I like to write, and even when I'm pressed for time or a topic, I try to make the posts that appear here both focused and fun to read. Enough of that work is aspirational, but some of it is self-defense. I'd like to be able to come back to this site in a few years and not cringe.
I've always been fond of good writing, whether in prose or in music. There's so much that can be done with the English language, something that Greil Marcus pointed out in the introduction to Dead Elvis, in which he wrote:
No one knows how to explain the grace in Lincoln's Second Inaugural address. No one knows how to explain the unholy power of the chapter in Moby-Dick called "The Whiteness of the Whale", the chapter that makes you wish that you too were on the ship, on the hunt.
By a small set of coincidences, I found myself earlier this week re-reading Martin Luther King Jr.'s "Letter from a Birmingham Jail". Written 50 years ago this past April, the letter on one level serves as Dr. King's response to "A call for unity" made by eight white Alabama clergyman who had criticized protests led and aided by King's Southern Christian Leadership Conference.
Throughout his letter, King addresses the criticisms leveled by his fellow clergyman, but he knows his audience is elsewhere. His language returns time and again to offer a set of parallels that underscore why nonviolent resistance is needed:
It is true that the police have exercised a degree of discipline in handling the demonstrators. In this sense they have conducted themselves rather "nonviolently" in public. But for what purpose? To preserve the evil system of segregation. Over the past few years I have consistently preached that nonviolence demands that the means we use must be as pure as the ends we seek. I have tried to make clear that it is wrong to use immoral means to attain moral ends. But now I must affirm that it is just as wrong, or perhaps even more so, to use moral means to preserve immoral ends. Perhaps Mr. Connor and his policemen have been rather nonviolent in public, as was Chief Pritchett in Albany, Georgia, but they have used the moral means of nonviolence to maintain the immoral end of racial injustice. As T. S. Eliot has said: "The last temptation is the greatest treason: To do the right deed for the wrong reason."

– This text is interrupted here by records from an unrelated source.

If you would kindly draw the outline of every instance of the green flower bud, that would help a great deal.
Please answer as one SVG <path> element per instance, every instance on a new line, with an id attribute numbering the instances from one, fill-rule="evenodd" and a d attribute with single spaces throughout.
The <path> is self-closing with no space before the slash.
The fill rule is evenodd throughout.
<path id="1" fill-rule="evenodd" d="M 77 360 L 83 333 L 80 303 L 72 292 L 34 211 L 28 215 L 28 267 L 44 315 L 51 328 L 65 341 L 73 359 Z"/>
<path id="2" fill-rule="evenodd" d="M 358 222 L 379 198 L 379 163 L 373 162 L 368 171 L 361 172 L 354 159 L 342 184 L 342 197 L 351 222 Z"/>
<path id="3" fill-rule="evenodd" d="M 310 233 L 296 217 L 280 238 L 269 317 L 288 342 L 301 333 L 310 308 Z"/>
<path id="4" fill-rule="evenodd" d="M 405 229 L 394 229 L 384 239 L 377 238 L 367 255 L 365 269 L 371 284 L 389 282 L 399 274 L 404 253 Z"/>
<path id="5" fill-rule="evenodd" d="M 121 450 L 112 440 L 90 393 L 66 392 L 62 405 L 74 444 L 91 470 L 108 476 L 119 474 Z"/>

King's precise use of language, astounding in its creation (he was denied anything to write on for much of the time he was held, leading him to compose the letter on scraps of newspapers that were ferried out by lawyers), reaches a clear conclusion about the judgements King respects:
If I have said anything in this letter that overstates the truth and indicates an unreasonable impatience, I beg you to forgive me. If I have said anything that understates the truth and indicates my having a patience that allows me to settle for anything less than brotherhood, I beg God to forgive me.
Our affair with language is not uniquely American; beauty in expression precedes and embraces Shakespeare. Still, America does stir the pot more often than some, as Thomas Paine illustrated in The American Crisis, written as winter started in December 1776:
THESE are the times that try men's souls. The summer soldier and the sunshine patriot will, in this crisis, shrink from the service of their country; but he that stands by it now, deserves the love and thanks of man and woman. Tyranny, like hell, is not easily conquered; yet we have this consolation with us, that the harder the conflict, the more glorious the triumph. What we obtain too cheap, we esteem too lightly: it is dearness only that gives every thing its value.
Not all great words are etched in stone, as is the case with the Second Inaugural. But they do get etched in minds and sometimes hearts. Despite the current and evident weaknesses of this business of publishing, that's why I still work within its walls.